Little Caesar (1931)
February 12, 2007 § 1 Comment
Little Caesar: the gangster movie to start all gangster movies. While it seems easy to “dish it out” throughout the film the central moral issue is whether you can “take it”. Interesting how this is a non-female world, and I don’t think it is stretching it too far to suggest a homosexual whiff in the relationship between Rico the tough short guy and Doug Fairbanks Jr. as the gangster-turned dancer. Let me dance ! Now how often have we heard this in future gangster films ?
Pre-Code, full of slang and archetypal male problems (to be, or not to be, yellow), but also highly aware of public policy issues: Flaherty the copper is unbelievably calm and composed, an placidly ironic figure of law enforcement that just knows his time will come — a figure suggesting that society should not lose its cool and confont gangsterism with quiet fortitude. And there’s even less to like in the character of Rico than in that of contemporary Scarface: he’s a bragging, loud, violent and failed wannabee who enjoys pushing people around. He’s quite literally perverted: the first scene shows him musing that to “make it to the big time” he’s going to have to go “East.” Now that’s always a sign of trouble somewhere in an American movie (see opening sequence of 1945 Detour. Even The Postman Always Rings Twice conforms to this underlying, unstated law: whoever fails to make it out West becomes a social failure and a candidate for life on the run)
As a transition from silent to sound the film is incredibly stagey. It seems they could not yet decide whether they had to stage it silent or sound. Close-ups on characters speaking seem to hark back to silent days, while group shots make full use of the sound depth of field. Also, while there are still true intertitles advancing the narration in the picture, there is also an instance of something I’m yet to see in a silent Hollywood film: titles over a moving image. This happens when we move to Little Archie’s nigthclub for the first time.

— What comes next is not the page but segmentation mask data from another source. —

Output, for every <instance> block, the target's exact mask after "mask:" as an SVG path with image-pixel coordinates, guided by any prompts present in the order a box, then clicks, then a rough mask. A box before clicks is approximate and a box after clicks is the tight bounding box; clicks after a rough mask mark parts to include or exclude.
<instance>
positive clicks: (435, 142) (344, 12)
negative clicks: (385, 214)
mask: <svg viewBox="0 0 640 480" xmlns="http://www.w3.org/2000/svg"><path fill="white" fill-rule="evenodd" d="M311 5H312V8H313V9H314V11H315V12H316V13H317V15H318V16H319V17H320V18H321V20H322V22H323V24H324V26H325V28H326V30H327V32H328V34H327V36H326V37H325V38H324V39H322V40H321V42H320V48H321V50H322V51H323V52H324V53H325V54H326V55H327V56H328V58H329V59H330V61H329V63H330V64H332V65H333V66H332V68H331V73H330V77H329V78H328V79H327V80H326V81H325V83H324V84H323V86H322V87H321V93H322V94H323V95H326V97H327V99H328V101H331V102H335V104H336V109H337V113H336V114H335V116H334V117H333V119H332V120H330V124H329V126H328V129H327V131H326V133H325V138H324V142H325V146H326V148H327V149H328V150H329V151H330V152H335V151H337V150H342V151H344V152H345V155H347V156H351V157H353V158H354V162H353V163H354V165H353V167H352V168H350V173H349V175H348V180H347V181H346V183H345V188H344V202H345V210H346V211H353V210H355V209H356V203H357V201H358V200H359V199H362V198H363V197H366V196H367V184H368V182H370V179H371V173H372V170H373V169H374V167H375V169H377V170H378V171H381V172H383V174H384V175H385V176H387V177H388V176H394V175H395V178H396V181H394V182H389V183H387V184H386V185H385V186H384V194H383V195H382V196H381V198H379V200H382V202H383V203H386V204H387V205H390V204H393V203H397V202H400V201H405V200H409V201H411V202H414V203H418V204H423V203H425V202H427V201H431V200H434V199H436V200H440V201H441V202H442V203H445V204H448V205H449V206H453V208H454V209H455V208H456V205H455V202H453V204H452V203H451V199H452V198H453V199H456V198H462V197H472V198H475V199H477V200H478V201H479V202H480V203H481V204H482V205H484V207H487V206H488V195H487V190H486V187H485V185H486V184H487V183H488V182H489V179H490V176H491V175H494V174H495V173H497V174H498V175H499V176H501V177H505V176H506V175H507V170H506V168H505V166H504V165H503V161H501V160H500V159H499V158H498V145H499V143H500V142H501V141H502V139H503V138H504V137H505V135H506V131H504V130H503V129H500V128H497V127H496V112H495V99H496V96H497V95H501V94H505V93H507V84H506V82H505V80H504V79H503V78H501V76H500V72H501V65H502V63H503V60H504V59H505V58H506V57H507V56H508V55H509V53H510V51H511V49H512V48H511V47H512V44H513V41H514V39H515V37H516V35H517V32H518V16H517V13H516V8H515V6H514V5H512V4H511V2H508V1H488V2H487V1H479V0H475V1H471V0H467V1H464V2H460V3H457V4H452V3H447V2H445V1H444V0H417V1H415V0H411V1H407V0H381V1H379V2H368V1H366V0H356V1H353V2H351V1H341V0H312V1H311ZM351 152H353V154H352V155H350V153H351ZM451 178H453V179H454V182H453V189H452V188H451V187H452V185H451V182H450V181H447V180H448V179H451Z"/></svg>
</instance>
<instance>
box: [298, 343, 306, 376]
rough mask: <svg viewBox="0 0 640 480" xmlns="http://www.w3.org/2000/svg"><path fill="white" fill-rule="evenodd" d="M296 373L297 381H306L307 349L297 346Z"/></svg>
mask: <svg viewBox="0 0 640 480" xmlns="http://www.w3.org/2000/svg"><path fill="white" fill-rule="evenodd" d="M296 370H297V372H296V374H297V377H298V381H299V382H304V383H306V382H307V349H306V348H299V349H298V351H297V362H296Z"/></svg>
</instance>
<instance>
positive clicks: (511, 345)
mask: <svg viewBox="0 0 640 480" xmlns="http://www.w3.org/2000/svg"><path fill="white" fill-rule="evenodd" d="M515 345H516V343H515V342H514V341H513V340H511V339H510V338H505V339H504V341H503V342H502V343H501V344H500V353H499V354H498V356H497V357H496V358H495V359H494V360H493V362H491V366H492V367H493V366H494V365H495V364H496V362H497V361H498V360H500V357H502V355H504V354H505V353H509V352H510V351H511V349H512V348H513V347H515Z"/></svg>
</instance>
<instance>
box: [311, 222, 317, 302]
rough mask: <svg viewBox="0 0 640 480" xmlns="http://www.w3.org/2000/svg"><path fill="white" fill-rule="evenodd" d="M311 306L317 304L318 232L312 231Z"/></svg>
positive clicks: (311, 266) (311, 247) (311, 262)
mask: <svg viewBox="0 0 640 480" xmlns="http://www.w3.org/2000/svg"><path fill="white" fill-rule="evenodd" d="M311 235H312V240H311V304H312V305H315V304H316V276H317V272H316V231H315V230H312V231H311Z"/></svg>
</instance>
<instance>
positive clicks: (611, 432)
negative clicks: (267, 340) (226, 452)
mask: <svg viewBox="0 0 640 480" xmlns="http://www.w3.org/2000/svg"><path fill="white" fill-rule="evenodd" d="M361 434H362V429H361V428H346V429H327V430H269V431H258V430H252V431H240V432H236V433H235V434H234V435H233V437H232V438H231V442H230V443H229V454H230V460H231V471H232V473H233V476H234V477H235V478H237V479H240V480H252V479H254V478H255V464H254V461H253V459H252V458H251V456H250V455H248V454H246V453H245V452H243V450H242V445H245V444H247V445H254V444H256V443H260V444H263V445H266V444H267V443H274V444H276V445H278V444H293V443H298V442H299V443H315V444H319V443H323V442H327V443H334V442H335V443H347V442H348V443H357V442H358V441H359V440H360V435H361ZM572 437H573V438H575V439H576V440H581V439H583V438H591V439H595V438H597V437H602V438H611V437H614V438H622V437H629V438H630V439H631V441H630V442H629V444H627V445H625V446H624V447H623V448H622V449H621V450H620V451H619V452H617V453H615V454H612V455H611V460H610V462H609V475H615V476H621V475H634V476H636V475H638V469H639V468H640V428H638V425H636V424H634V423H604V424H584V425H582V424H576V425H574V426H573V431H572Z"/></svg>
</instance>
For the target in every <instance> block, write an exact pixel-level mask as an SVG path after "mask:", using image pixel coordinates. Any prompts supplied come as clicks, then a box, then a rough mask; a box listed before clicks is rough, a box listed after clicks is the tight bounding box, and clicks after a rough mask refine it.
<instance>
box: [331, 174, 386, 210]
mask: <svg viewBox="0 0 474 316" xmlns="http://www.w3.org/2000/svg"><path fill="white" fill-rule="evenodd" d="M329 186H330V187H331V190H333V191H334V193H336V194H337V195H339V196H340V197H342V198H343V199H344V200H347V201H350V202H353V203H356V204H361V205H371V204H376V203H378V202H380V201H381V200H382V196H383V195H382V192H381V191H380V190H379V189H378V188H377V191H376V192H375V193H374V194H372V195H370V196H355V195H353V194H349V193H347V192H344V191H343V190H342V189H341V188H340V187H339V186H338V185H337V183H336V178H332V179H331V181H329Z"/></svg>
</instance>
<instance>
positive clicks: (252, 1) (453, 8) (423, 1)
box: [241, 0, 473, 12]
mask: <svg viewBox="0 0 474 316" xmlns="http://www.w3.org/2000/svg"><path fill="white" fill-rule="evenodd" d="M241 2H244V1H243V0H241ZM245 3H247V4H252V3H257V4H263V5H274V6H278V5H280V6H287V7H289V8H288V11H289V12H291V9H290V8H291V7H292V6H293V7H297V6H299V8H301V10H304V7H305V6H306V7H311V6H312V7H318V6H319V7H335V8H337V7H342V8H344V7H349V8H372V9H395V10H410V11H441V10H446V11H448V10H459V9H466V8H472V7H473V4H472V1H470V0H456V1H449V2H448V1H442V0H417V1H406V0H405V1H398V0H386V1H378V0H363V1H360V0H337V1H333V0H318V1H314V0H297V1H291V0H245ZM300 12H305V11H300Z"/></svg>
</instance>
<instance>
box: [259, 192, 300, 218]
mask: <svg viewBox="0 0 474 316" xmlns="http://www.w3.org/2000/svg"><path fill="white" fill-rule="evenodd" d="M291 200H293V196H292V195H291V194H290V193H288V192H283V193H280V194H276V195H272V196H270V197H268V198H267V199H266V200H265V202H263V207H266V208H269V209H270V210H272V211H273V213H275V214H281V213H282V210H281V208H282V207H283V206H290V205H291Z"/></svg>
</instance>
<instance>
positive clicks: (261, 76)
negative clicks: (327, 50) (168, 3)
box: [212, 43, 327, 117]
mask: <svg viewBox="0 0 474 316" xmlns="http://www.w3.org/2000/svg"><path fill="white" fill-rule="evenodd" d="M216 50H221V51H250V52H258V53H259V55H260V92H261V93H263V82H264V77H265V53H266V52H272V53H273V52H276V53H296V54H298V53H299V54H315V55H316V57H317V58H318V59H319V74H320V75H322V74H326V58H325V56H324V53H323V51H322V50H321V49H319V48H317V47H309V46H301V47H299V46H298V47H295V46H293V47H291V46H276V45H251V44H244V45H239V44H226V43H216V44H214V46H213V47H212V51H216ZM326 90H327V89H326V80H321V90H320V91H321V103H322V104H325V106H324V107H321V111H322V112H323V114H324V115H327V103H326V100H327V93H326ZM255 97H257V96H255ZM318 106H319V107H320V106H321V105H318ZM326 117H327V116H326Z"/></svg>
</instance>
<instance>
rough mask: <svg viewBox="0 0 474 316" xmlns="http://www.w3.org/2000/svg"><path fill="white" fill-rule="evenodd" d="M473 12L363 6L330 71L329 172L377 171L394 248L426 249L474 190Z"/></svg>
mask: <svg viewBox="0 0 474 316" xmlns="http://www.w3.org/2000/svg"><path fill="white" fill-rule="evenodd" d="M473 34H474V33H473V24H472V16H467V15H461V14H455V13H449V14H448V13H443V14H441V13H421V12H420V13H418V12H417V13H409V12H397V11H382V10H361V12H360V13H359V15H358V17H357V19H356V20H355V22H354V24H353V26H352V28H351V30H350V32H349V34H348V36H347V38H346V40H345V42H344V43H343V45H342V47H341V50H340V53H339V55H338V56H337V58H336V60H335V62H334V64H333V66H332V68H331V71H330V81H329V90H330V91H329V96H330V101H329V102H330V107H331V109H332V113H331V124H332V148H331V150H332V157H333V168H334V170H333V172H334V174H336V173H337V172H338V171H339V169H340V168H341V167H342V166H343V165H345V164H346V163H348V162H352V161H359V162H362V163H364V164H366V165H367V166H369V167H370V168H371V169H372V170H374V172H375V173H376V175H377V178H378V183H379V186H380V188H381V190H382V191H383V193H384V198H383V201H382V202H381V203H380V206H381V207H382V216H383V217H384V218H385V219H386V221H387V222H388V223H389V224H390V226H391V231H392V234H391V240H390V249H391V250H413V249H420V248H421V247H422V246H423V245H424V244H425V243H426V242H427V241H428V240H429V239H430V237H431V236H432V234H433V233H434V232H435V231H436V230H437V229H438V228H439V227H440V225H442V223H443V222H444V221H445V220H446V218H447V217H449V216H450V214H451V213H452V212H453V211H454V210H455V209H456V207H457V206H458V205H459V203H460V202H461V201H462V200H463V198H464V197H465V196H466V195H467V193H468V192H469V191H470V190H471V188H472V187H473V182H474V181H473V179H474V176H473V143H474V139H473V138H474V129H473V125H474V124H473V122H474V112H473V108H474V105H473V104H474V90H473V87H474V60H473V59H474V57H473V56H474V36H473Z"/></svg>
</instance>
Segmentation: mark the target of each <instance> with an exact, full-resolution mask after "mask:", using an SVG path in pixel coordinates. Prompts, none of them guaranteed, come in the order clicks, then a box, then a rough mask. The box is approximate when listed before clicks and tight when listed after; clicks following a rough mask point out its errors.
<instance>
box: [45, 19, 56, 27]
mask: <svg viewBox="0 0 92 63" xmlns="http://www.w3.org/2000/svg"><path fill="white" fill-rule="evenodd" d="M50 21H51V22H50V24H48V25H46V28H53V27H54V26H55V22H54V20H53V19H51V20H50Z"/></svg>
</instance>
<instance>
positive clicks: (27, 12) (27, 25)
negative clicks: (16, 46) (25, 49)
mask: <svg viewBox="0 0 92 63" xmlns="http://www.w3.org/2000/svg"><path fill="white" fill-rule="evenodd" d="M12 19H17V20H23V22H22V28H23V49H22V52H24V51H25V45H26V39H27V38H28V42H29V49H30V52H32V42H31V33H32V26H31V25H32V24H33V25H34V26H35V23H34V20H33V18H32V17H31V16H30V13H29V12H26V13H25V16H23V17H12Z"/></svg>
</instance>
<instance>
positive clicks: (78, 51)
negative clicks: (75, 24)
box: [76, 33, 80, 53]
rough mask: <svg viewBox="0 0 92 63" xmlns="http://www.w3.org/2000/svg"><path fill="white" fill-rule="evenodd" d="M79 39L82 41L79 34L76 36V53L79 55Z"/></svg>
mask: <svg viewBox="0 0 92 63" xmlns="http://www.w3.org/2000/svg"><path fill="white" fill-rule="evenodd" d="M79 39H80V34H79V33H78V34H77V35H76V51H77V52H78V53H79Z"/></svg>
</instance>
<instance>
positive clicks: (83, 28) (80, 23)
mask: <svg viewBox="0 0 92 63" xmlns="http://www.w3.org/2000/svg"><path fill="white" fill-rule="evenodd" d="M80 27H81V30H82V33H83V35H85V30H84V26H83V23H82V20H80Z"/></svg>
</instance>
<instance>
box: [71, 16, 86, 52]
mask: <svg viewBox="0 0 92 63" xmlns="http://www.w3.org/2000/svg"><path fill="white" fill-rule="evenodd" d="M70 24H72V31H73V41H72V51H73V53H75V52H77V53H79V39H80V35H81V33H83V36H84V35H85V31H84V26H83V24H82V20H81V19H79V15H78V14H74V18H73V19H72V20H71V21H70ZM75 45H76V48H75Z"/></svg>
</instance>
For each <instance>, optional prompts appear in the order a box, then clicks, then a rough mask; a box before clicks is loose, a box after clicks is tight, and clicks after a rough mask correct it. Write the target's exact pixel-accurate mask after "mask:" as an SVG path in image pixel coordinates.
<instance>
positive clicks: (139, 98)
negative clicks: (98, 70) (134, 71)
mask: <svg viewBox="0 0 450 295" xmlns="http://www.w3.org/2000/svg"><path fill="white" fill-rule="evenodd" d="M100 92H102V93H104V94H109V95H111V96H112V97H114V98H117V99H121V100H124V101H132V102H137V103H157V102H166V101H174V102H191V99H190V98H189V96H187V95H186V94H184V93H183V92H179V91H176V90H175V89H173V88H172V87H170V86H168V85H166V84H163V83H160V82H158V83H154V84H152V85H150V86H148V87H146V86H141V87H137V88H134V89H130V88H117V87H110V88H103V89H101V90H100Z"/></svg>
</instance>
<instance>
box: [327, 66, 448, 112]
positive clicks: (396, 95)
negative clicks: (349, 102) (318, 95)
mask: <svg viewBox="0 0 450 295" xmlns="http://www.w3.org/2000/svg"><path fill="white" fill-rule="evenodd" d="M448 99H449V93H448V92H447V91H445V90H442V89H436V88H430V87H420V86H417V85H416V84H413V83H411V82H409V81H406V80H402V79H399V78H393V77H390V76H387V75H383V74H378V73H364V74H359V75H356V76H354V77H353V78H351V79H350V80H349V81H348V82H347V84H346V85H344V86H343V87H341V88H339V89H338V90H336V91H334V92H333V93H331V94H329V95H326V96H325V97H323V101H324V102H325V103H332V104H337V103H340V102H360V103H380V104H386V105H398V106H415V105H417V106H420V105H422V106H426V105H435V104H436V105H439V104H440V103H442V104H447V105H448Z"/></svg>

It’s got to be stock footage of a nightclub somewhere in a previous film since it does not match the following shots (either in texture, in grain, or in settings), and I’m curious to know from what film. A crane shot looking above gambling tables would be a prize shot in any film, and it’s not hard to see why Melvyn Le Roy would be happy to re-use it. But apart from its origin (not to be taken lightly though; if it were to be established that the shot is from a silent film, this could become quite involved) the title-over-a-moving-image calls for some comments.
I’ve never seen it done in a silent film and I’ve always wondered why it wasn’t done in silent films. And I don’t mean the use of written filmed material, as the name of the nightclub (which functions just like an intertitle would) in this cross-fading shot:
no, I mean real titles, handwritten. What a gain in visual continuity it would have been to have titles, whether descriptive or, even better, dialogues, flashed on the images while the characters were talking ! For some reason though, this was never done. My personal take on this mystery is that images and titles do not have the same aesthetic status in a silent film. Titles clearly point to an omniscient narrator (titles may be informative, ironic, or clearly comical), while images would tend to illustrate the story. With sound, images seem to have gained in perceptual realism: they seem to have been treated as referring so powerfully to a reality in the images that adding titles over them would not diminish their perceived realistic weight. They went on showing something that really existed there in the image, beyond the camera, even with words written on them (I’ve treated an example of words flashed on the image in a silent film here).
Titles in silent films are often illustrated — but like story-book illustrations. And one of the pleasures of silent films is that narration is so overt that one does feel taken in a story-book type of moment. Gather ’round and listen to this story, they seem to call out (I’ve analyzed this in this blog more in detail). Of course it’s not that simple and one of the points of my research is to establish just how silent films deal with the increasing annoyance of images that reveal more and more of reality as technology (film stocks, film lighting, portability of film equipment, etc.) and tastes (exotism, tourism, explorations, documentaries and newsreels create a demand for images of the real) evolve throughout the 1920s. But they maintain a pretty solid line: titles are for narration, point to a clearly fictive construction of the film, while images should not be tampered with because they’re not quite fictive (or not just fictive). I’m not sure this reinforces the reality of what is shown. Rather, at times, silent films seem to treat moving images as a mere illustration of a story written out in titles, though that’s a worst-case scenario. The medium ground seems to be that the material presented in images, because of the written interruptions, loses of its reality to be merged with the fictive world of the words.
This gambling table shot is an instance of how sound changes that perception — and ironically, I find it to reinforce the reality of what’s shown in the images rather than transforming it into more of a fiction.